Question: The paper applies KDEM and PPEM only individually. Was combining the two techniques considered? If so, why was this not pursued? If it was not considered, do the authors believe the two techniques could be complementary if used together?

We thank the reviewer for this forward-looking idea. The potential for combining KDEM and PPEM is indeed an exciting prospect.

In the current work, we presented KDEM and PPEM individually to clearly isolate and analyze their distinct mechanisms. As discussed in Appendix I, the two methods achieve the same goal—elevating the performance of a merged expert to that of an expert ensemble—through different means: KDEM operates in the output space while PPEM operates in the parameter space. This indicates that they may possess complementary advantages and potentially offers synergistic benefits if combined. A potential hybrid approach could work as follows:

  • PPEM as a Regularizer: The PPEM method, by applying an EMA to the selected experts' parameters, can be seen as a strong regularizer that encourages the "student" model (the merged expert) to be inherently more similar to the "teacher" model (the expert ensemble) even before distillation occurs.

  • KDEM as a Fine-Tuning Mechanism: With PPEM creating a more stable and better-aligned student, the knowledge distillation from KDEM could then act as a more focused fine-tuning step. The distillation loss might be smaller and converge faster, as PPEM has already done much of the work to close the gap between the student and teacher.

Given the scope of this work, we chose to present them as two distinct and effective strategies. However, we consider the investigation of a hybrid KDEM-PPEM model to be a promising direction for future research.

评论

Thank you for your response. I have a follow-up question regarding the datasets.
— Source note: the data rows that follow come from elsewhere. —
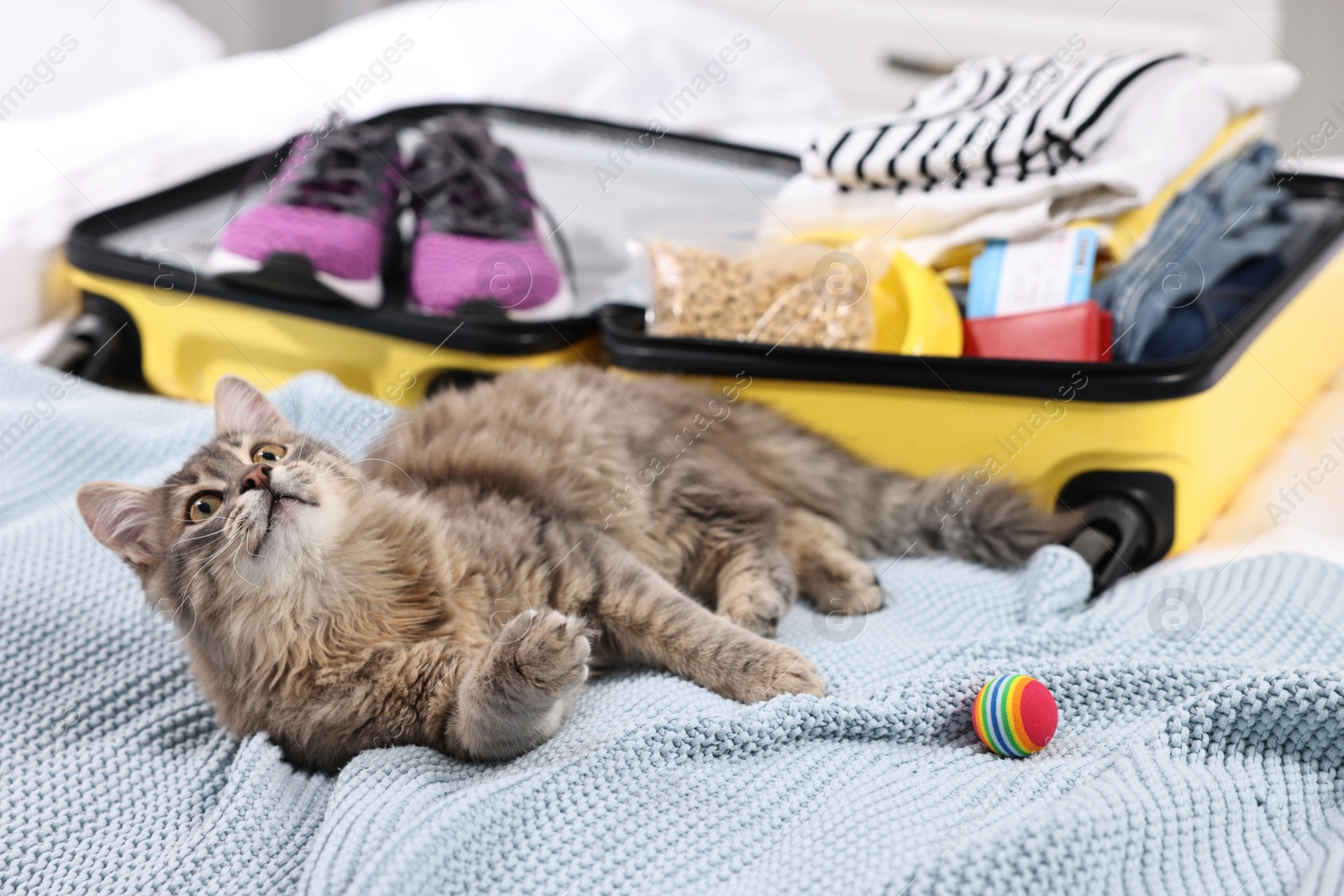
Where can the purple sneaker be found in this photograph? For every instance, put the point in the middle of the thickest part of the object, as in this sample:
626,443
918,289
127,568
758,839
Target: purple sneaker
476,233
322,230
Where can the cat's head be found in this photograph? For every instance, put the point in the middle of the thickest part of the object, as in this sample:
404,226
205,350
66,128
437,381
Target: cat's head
257,512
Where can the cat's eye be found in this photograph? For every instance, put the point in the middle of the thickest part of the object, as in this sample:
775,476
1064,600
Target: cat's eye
203,506
268,453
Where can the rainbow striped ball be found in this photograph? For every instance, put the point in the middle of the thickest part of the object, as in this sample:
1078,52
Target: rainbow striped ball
1015,715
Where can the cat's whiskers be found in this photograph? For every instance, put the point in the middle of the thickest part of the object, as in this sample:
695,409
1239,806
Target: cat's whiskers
206,563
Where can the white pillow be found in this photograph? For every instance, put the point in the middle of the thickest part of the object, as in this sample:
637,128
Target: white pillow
57,56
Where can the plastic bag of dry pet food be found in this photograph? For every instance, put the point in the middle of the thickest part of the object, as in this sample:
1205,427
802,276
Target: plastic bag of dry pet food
780,293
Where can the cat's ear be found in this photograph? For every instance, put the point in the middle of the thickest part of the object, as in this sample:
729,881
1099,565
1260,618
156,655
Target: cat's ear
241,409
124,517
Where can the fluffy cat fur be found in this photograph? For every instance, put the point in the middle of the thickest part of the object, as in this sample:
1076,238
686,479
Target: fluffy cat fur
454,589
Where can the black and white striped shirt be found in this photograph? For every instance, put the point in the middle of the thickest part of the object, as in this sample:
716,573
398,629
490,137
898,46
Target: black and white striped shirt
990,121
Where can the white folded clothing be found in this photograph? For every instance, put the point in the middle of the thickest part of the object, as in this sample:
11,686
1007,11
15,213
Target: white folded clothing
963,164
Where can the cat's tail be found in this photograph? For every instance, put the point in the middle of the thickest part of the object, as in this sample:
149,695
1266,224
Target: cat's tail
976,515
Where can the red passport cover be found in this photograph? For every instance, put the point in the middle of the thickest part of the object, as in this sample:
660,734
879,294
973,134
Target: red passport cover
1079,332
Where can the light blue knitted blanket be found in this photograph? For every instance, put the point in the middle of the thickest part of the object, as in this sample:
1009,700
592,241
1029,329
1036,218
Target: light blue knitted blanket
1198,748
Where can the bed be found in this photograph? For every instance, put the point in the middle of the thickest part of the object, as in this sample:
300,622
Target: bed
1200,701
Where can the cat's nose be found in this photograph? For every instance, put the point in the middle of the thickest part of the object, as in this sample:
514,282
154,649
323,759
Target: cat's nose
259,477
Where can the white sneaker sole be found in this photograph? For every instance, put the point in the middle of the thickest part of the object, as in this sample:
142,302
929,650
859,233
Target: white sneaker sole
366,293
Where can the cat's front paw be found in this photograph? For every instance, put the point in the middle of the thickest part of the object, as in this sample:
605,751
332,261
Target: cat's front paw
550,651
780,669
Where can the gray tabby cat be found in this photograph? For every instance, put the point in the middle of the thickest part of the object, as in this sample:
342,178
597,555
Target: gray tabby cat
454,589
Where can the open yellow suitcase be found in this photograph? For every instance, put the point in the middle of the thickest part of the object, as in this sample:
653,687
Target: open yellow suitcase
1147,453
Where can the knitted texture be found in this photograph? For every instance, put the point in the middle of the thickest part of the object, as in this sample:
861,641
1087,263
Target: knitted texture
1200,735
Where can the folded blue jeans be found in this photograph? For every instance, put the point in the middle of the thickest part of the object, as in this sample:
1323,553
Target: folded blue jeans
1227,217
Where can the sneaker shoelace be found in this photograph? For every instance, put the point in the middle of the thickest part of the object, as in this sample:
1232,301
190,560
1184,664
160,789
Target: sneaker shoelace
474,183
336,175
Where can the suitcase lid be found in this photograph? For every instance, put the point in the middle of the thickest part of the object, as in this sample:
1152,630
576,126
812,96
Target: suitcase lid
591,176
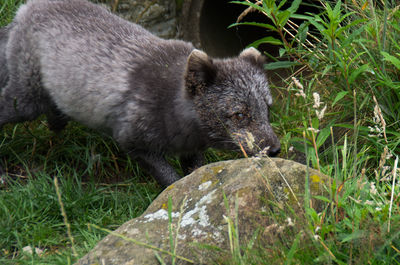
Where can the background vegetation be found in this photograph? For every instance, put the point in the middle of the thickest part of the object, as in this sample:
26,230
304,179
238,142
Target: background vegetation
341,115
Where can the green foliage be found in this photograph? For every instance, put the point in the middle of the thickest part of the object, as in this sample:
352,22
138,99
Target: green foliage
341,109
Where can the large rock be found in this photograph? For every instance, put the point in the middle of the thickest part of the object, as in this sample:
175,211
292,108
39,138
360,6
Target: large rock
262,189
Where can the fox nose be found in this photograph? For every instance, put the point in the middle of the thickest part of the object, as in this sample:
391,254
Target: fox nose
274,151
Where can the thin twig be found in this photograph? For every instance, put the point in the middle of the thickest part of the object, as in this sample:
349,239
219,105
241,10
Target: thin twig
391,197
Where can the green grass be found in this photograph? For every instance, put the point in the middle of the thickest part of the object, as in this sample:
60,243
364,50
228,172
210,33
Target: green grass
351,56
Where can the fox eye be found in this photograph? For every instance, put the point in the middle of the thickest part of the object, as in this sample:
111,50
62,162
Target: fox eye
239,117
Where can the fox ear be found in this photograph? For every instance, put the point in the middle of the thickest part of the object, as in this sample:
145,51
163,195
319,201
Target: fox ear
200,72
253,55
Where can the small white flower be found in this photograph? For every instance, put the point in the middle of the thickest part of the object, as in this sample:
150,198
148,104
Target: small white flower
289,220
372,189
368,202
313,130
320,114
317,100
297,83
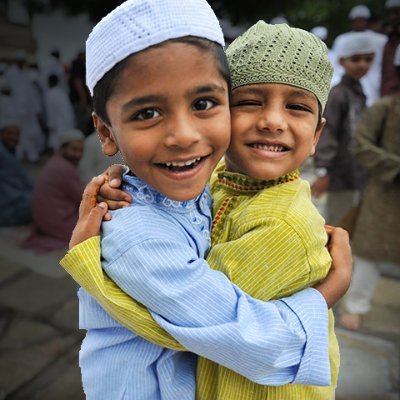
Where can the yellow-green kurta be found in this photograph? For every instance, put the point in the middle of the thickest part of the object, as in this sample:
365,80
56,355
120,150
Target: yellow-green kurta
269,239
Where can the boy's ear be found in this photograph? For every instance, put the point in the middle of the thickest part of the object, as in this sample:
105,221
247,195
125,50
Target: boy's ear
318,134
108,144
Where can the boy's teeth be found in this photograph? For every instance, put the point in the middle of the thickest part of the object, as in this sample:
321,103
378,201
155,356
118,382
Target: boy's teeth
275,148
182,163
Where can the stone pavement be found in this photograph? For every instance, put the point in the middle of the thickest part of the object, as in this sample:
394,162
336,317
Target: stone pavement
39,338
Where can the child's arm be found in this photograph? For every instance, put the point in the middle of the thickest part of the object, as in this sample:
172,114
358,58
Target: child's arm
335,285
83,264
284,325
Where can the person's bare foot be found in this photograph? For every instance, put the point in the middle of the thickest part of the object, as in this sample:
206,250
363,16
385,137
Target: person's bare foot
350,321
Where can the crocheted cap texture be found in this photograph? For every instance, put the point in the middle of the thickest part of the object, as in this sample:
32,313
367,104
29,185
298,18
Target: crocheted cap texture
138,24
281,54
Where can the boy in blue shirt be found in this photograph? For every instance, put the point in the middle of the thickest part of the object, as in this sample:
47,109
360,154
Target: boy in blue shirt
171,132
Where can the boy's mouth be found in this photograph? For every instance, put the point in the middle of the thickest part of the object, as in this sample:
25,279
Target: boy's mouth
276,148
181,166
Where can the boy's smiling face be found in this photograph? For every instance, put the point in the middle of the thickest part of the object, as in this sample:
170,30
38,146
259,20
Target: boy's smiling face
170,118
273,129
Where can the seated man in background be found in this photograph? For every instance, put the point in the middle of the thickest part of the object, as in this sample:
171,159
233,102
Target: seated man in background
15,185
56,196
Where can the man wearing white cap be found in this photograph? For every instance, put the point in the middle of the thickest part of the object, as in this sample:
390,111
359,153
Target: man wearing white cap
375,240
337,171
56,196
359,17
390,82
15,185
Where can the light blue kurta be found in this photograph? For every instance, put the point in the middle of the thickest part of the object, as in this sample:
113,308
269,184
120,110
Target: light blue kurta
155,250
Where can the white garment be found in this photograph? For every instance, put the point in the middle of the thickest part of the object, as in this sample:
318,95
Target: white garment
366,276
52,66
27,106
60,115
371,81
94,162
8,110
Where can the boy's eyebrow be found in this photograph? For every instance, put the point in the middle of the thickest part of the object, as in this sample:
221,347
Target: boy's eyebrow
207,88
139,101
244,89
152,98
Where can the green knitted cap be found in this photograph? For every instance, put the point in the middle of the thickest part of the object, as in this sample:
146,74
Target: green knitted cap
281,54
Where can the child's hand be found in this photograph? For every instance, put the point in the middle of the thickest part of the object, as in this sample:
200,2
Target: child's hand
335,285
320,186
91,213
109,191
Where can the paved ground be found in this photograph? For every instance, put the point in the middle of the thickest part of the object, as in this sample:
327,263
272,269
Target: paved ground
39,339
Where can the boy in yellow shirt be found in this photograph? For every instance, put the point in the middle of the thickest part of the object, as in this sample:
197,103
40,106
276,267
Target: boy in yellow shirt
267,236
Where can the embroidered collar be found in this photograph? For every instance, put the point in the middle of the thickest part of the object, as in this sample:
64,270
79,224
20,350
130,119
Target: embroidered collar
145,194
244,183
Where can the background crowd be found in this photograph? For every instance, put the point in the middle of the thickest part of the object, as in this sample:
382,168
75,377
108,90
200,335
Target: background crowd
45,122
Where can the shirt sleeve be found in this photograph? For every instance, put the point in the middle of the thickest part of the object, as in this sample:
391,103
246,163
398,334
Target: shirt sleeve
214,318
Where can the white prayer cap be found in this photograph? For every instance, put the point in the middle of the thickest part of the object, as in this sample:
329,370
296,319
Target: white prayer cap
392,3
320,32
396,59
360,11
71,136
136,25
356,43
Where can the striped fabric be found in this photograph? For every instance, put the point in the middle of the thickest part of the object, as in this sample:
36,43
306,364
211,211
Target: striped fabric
265,342
271,243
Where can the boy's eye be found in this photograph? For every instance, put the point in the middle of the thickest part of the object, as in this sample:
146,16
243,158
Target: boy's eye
299,107
204,104
148,113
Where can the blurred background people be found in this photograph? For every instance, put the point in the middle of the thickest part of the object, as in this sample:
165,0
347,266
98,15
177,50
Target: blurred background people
390,81
79,94
56,196
338,173
15,185
376,240
59,110
359,18
94,162
27,109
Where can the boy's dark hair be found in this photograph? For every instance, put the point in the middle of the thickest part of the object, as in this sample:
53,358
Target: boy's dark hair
106,85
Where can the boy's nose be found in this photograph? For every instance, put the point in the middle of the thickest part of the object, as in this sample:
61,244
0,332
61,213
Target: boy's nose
182,132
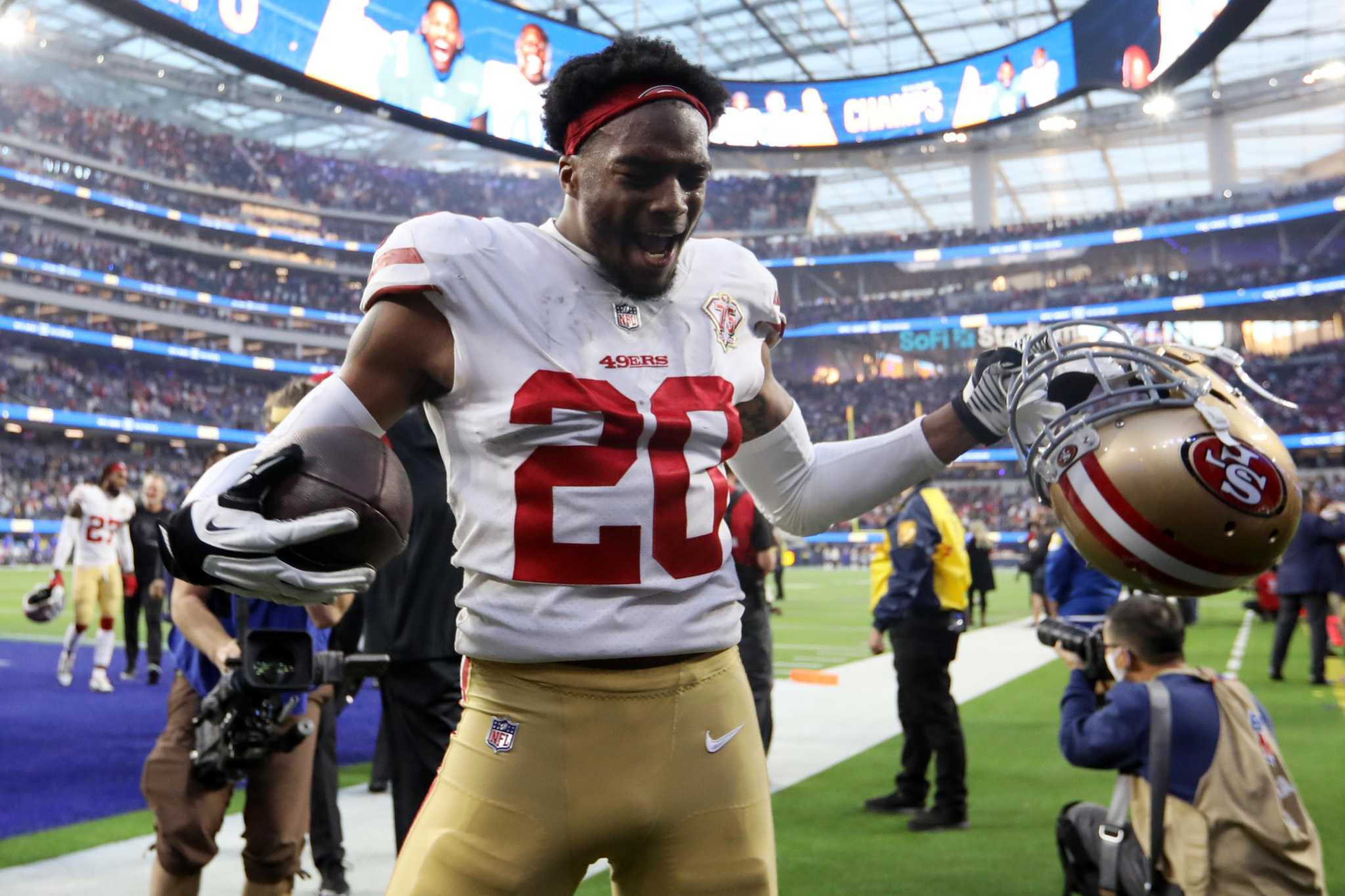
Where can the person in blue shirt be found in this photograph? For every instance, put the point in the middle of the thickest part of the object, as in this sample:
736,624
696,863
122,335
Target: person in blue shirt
1075,589
919,576
428,73
1309,570
1229,792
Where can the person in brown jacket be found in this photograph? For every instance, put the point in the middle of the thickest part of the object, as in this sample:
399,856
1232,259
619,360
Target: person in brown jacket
1234,822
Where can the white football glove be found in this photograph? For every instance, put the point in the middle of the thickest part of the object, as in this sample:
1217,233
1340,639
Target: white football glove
984,403
227,542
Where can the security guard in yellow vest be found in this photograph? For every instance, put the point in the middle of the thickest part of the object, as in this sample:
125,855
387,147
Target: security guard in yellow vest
920,575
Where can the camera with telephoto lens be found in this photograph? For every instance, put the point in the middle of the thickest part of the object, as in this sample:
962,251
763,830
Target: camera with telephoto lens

In the author response, the collection of 38 datasets appears to be presented as a contribution of this work, in the form of a benchmark. However, the datasets seem to be the same as those used in the previous AnyGraph paper. Could the authors clarify whether there are any new contributions or changes to the dataset collection compared to what was proposed in AnyGraph?

评论

We thank the reviewer for this follow-up question and appreciate the opportunity to provide a clear and direct clarification.

To be perfectly clear: we are not claiming the collection of 38 datasets as a contribution of our work. The reviewer is absolutely correct that we adopt the same comprehensive dataset suite introduced and used by the authors of AnyGraph. We apologize if our previous wording created any ambiguity on this point.

Our intention in stating that "our collection of 38 datasets is one of the more comprehensive evaluation suites" was not to claim credit for its creation. Rather, our goal was to address the reviewer's original, valid concern about generalizability. By choosing to evaluate our methods on this existing, large-scale benchmark, we aimed to demonstrate that our proposed enhancements are tested rigorously against the current state-of-the-art standards for GFM evaluation.

最终决定

This manuscript considers the problem of mixture-of-experts in building graph foundation models. The authors begin with an intriguing empirical finding: that using the top-ranked expert for each graph does not necessarily give the best performance. The authors proceed to develop two nuanced expert merging strategies that appear to provide improved performance in a series of empirical studies.

This work was received with significant enthusiasm from the reviewers, who found the problem interesting, the proposed methods well-motivated and technically sound, and the experiments convincing. I would go further to say that the reviewers expressed the feeling of having come away after reading the paper with new found insight that they did not have before.

Although the reviewers expressed some minor concerns during the review period, these were adequately addressed during the discussion period.

In short, this appears to be high-quality work that should be presented at the conference without question.